Julianna Barwick would sit in the pews at church three times a week, listening to the choir as it layered harmony upon harmony, building into big moments but highlighting small, quiet reflections with precision. Barwick, originally from West Monroe, was captivated by the swirl of voices and sounds that created an acoustic experience that would stay with her as she grew older — so much so that it became her mission as a musician to reproduce that spiritual wonder and reproduce it alone. She plays a free show Friday at Tulane's Quad.

Barwick is a solitary force among the modern ambient music genre. Her success is minimal from a mainstream perspective, but there's no doubt followers of indie music blogs know Barwick as the ambient artist who ruled in 2013. It wouldn't be right to say she's reached that level without any help, but her process is purposefully introverted, and her musical expression intensely personal. Barwick says her recording process is simple and improvisational as she experiments with looping her voice repeatedly, throwing in what feels right until it's done. Her second album Nepenthe was entirely recorded in Iceland with almost no pre-writing. The process isn't logical or pragmatic, Barwick admits, but it's a direct representation of the mood she's in when she makes the music. "It's created with no forethought or intention," she says. "It's purely visceral."

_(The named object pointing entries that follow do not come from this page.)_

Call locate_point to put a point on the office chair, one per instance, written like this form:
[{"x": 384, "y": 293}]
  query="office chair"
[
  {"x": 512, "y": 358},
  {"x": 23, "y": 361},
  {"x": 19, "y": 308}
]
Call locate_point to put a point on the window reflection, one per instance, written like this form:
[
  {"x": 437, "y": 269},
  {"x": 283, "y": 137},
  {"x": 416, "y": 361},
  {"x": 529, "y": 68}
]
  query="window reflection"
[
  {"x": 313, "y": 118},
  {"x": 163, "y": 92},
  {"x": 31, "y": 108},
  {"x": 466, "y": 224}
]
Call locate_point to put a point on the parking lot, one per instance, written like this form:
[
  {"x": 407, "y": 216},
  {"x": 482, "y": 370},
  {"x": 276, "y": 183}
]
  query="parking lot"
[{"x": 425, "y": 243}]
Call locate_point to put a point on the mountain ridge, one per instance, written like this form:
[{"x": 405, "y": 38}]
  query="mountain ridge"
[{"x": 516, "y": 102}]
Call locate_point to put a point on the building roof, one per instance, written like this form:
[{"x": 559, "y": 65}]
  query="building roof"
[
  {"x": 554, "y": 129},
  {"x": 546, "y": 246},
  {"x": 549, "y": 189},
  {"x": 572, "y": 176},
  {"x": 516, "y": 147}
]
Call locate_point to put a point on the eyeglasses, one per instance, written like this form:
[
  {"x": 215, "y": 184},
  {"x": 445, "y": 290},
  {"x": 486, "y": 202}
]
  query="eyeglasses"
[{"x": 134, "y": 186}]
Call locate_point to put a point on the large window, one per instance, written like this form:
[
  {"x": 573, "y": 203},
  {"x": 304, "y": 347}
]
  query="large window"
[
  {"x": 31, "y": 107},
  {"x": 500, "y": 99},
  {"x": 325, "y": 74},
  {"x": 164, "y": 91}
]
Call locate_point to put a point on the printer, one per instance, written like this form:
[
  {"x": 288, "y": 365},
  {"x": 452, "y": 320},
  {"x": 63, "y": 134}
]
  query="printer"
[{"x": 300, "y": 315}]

The product is something quite like a church choir, but so deeply intricate that it sounds like nothing else at the same time. It's usually amorphous, but Barwick's layers are complemented with simple, warming chords, and the effect is unexpectedly refreshing and affirming. Barwick's songs are rooms that contain her most personal belongings — thoughts, feelings, cathartic moments. Still, Nepenthe is ambiguous enough to offer a blank slate to its listeners. Ambient music can be a difficult genre to approach, but Barwick's brand is inviting and precise, a sign of the relentless self-expression her process requires. It's not music to soundtrack a road trip or accompany a run on a pretty day. It's one of those records that asks you to just close your eyes, and offers in return everything Barwick has: Her moods, her anxiety, and her release, all stirring in the vast spaces her music forms.

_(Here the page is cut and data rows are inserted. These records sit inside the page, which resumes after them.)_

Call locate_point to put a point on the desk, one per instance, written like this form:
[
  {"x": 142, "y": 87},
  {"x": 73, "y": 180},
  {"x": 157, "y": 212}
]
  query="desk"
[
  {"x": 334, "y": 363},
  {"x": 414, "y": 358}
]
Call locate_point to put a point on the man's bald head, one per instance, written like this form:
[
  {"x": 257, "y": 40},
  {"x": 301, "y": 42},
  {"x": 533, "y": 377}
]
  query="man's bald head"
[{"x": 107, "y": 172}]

Nepenthe is a one woman show, but it was created with one other person who joined Barwick on her journey to Iceland — producer Alex Somers. She has toured by herself, and Barwick bravely traveled by herself to Europe to play shows she arranged with no one else to support her but strangers she met along the way. "Ever since that trip, I fell completely in love with making music," she says. She continued to trudge through tours with only her looping rig by her side, but she added a guitar player after Nepenthe, which requires a bit more instrumentation on stage.

"I delight in doing things by myself," Barwick says, then quickly adds "and with other people."